Member of Parliament Everald Warmington tendered his resignation from the Andrew Holness-led Cabinet on Thursday (February 29), staving off further public fallout for the Jamaica Labour Party (JLP) after a revealing outcome in the Local Government Elections.
During a short meeting where the two exchanged gratitude, Warmington was reportedly given the stepping orders by Prime Minister Andrew Holness.
He relinquishes a nearly eight-year tenure as de facto works minister (Minister without Portfolio in the Ministry of Economic Growth and Job Creation) for cheap political points that failed to increase the JLP’s social capital with the people.
In case you missed arguably the biggest story this week, the four-time MP for South Western St Catherine found himself in familiar, controversial territory for vowing to manipulate government funding.
The threat was in direct response to People’s National Party (PNP) councillor-elect Kurt Waul, who defeated incumbent JLP candidate Lloyd Grant in the Old Harbour South Division.
Being situated in Warmington’s constituency, and flipping ‘orange’ in a shock upset, the partisan change drew the ire of the outspoken and unapologetic politician.
Indeed, Warmington is a polarising, enigmatic figure. The one thing he was not, however, is a liar. Like clockwork, Warmington repeatedly blows a fuse and never fails to say exactly what is on his mind, be it good (which was rare) or bad.
Here are eight immortalised instances of Everald Warmington at his worst, publicly:
March 8, 2011: Roughly a month after tendering his resignation from Parliament for holding dual citizenship, Warmington told CVM news anchor Kerlyn Brown to “go to hell” in a live television interview that night.
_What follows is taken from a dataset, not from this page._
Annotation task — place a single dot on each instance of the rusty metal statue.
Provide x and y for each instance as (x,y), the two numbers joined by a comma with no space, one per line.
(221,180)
He rejected calls for an apology, and the matter was as good as buried after he won the April 4 by-election to remain South Western St Catherine MP.

August 2015: Arriving at a JLP meeting at its Belmont Road headquarters, Warmington reportedly hit a female Jamaica Gleaner intern, hurled expletives at media personnel, ‘flipped the bird’ to journalists, and objected to his photograph being taken.

October 2018: In his capacity as works minister, Warmington berated Business Access journalist Sashana Small in a telephone interview for asking him “damn nonsense” in connection to construction delays affecting the Hagley Park Road/Three Miles and Mandela Highway projects.
January 19, 2019: At the sitting of the House of Representatives, Warmington called Opposition MP Lisa Hanna “Jezebel” as a resolution to raise the minimum wage was being considered. He then labelled Richard Parchment and Mikael Phillips as “garbage”, immediately after withdrawing his barb at Hanna. “If it weren’t for politics a lowlife like you couldn’t talk to me.” Days later in a statement, Warmington insisted that he “didn’t invent the word [Jezebel]” and that it “aptly describes her behaviour”.
May/June 2021: Amid waves of the COVID-19 pandemic, Warmington went on an expletive-laced tirade against two policemen who seemed not to notice he was “exempt” from the island-wide curfew restrictions. The enraged minister, on realising he was being recorded outside the Old Harbour Bay Fisherman Co-operative building, then claimed the younger lawman had brandished his firearm at him. “Nuh try dis sh*t wid mi, Supt. Di man pull him clip a draw f#%ing gun here … . Dis bwoy can’t come tell mi what I’m exempt from.”
November 6, 2022: At a JLP constituency meeting, Warmington claimed that Opposition Leader Mark Golding‘s skin colour would be an obstacle to becoming prime minister. “So don’t talk say my leader born yah and you attack [Edward] Seaga and you don’t attack this leader. If he wants to be prime minister go back a England, Ireland, Wales and Scotland, but him nah beat Michael Andrew Holness, I don’t talk about colour and race, but they started it, so let me finish it.”
January 25, 2023: On tour in the North East St Elizabeth constituency, Warmington slammed former JLP leader Bruce Golding for ‘betraying’ the organisation he once led at the SSL scandal unfolded. According to him, it would have better served Golding not to say that the scandal reflected badly on the Government but instead contact Prime Minister Andrew Holness “and talk to him behind closed doors”.

July 25, 2023: Warmington lashes out against perceived attempts to “muzzle” him during a sitting of the Integrity Commission Oversight Committee. Claiming committee chairman Edmund Bartlett was silencing the ‘truth’, he walked out of the meeting. “If I can’t ask my question freely and you want to muzzle me, you can keep your meeting by yourself. You want to muzzle me and your rulings are, what I call it, your feeling with no basis.”